An in vivo comparison of the efficacy of hemostatic powders, using two porcine bleeding models

Introduction

Intraoperative bleeding can manifest in many forms and present significant perioperative morbidity.¹ The selection of appropriate methods and products for control of bleeding is dependent on diverse factors including bleeding intensity, anatomical location, visibility, and access to the source of the bleeding. For mild to moderate bleeding, products based on cellulose or other polysaccharides have been gaining popularity as adjunctive hemostats due to their ease of use and efficacy. For example, one of the most commonly used topical hemostatic agents is Surgicel^® Original Absorbable Hemostat (SF), a fabric consisting of oxidized regenerated cellulose (ORC).²

The mechanism of action for accelerated clotting by ORC hemostats, including SF, is not completely understood, but there appears to be a physical effect with the ORC absorbing water, swelling slightly to provide tamponade, and aid in the formulation of a clot.³ The ORC fibers trap fluid, blood proteins, platelets, and cells forming a mechanical scaffold, which acts as a barrier to blood flow and as a matrix for solid fibrin clot formation.³

Recently, Surgicel^® Powder – Absorbable Hemostatic Powder (SP), a new topical absorbable hemostat, has been developed for use in both open and laparoscopic surgery. The powder is produced from the same ORC fabric material that is used in SF. SP is specifically intended to be used for treatment of broad surface, mild bleeding or oozing, and adjunctively in surgical procedures to assist in the control of capillary, venous, and small arterial hemorrhage when ligation or other conventional methods of control are impractical or ineffective. The product is ready to use out of the package with no special preparation required.

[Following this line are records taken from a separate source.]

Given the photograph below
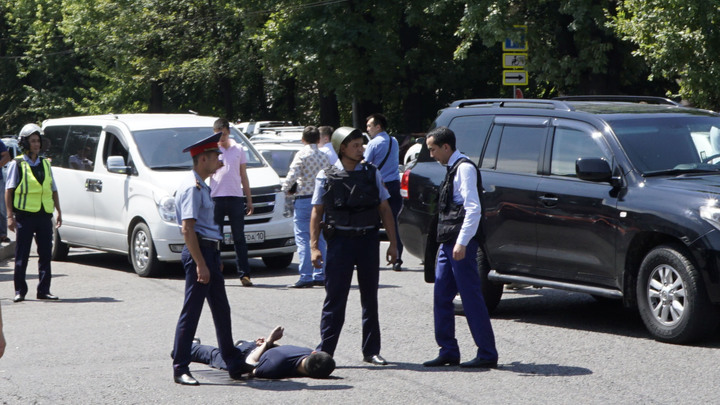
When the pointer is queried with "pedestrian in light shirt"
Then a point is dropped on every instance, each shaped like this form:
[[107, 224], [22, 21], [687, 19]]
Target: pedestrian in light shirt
[[303, 170]]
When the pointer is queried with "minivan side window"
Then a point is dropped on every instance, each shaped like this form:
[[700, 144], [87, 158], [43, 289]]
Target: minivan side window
[[470, 134], [568, 146], [72, 147], [520, 148]]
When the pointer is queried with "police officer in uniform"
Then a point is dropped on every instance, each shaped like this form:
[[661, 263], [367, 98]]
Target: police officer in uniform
[[349, 200], [30, 199], [201, 260], [458, 232]]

Several other powdered hemostatic products are currently available in the US and European markets, including Arista™ AH Absorbable Hemostatic Particles (AR), PerClot® Polysaccharide Hemostatic System (PC), Traumastem P Sterile Resorbable Haemostatic Powder (TP), and Instantaneous® Compound Microporous Polysaccharide Haemostatic Powder (IP). AR is a plant-based hemostatic cellulose powder derived from purified plant starch and is currently the predominant powdered hemostatic product in the US.⁴ PC is another plant starch derived powdered hemostatic product composed of polysaccharide particles and is currently available for use in Europe.⁵ TP is composed of a hydrogen calcium salt of oxidized non-regenerated cellulose and is marketed in Europe. IP is a polysaccharide powder product available in China.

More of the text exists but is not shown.